Price Controls Could Prevent the Next 'Miracle Drug'
REALCLEARHEALTH
The death rate from cancer in the United States has fallen by more than one-third since 1991. HIV-related mortality has dropped ninefold since 1995. Death rates for Alzheimer's, chronic respiratory diseases, and stroke have all declined in recent years, too.
These gains didn't happen by accident. They're the result of decades of medical innovation -- from antiretroviral therapy drugs to breakthrough cancer treatments -- that have helped people live longer, healthier lives.
These pharmaceutical breakthroughs have delivered enormous value beyond the bedside. By preventing hospitalizations, reducing complications, and enabling people to remain productive for longer, new medicines and treatments generate broadly shared benefits for society and the economy.
Now, some lawmakers are putting that progress at risk by trying to give the government more power over drug prices.
That's a mistake. High drug prices are not a market failure. They are what make high-risk, high-reward medical innovations possible.
Developing a single new medicine can take more than a decade and cost billions of dollars.
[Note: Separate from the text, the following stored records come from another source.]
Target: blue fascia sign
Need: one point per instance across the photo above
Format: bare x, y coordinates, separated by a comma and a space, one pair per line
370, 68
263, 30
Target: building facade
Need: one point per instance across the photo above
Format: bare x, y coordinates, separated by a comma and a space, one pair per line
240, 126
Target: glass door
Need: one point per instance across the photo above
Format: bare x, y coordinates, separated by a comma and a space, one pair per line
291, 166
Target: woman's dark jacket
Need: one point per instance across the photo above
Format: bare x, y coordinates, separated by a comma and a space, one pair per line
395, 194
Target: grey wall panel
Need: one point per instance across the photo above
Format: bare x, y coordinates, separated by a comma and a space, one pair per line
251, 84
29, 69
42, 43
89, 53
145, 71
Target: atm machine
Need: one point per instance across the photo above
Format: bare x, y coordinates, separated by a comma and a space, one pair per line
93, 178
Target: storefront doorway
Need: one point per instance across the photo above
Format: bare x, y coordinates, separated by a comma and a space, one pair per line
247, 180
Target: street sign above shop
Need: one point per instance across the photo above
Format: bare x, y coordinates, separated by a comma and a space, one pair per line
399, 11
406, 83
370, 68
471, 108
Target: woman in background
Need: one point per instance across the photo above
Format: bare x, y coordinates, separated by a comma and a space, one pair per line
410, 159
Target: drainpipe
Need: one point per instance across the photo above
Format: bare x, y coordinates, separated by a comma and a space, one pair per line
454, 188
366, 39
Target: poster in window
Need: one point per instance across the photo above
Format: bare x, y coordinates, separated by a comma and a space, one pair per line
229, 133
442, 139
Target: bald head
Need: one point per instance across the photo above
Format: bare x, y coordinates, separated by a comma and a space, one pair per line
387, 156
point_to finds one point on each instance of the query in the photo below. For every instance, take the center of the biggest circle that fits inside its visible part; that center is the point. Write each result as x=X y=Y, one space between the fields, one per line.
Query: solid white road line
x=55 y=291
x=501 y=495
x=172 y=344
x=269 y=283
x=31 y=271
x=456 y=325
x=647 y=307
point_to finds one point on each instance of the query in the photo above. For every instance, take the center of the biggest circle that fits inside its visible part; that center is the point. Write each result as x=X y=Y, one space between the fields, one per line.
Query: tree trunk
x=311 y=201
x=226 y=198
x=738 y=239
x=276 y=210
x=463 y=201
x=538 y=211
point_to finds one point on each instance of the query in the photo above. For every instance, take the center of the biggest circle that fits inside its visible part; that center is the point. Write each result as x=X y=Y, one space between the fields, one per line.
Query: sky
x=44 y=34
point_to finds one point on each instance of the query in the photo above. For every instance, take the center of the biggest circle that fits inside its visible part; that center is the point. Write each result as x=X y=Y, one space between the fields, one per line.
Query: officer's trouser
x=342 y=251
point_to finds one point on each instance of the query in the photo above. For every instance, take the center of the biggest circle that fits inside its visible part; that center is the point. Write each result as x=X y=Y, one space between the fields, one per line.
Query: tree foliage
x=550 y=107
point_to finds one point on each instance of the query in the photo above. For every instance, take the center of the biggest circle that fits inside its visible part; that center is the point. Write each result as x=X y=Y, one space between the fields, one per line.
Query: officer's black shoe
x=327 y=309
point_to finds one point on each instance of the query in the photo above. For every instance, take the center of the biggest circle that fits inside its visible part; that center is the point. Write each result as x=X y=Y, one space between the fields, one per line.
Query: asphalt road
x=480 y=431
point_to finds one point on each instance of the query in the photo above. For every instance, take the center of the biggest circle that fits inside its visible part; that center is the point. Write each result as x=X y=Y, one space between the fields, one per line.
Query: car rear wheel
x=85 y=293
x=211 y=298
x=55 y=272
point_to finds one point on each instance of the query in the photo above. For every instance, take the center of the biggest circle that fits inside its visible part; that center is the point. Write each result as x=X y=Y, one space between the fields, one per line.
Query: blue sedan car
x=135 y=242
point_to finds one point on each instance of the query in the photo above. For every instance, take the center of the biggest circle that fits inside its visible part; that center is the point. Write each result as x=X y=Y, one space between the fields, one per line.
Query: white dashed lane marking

In 2025, large pharmaceutical companies invested $159 billion in research and development. Small and mid-sized biotechs have invested hundreds of billions more.
Most experimental drugs fail -- nine in 10, according to researchers. The vitality of the entire biotech sector depends on the possibility that the returns from a small number of successes will cover the total capital costs that include the financial losses associated with the many dead ends along the way.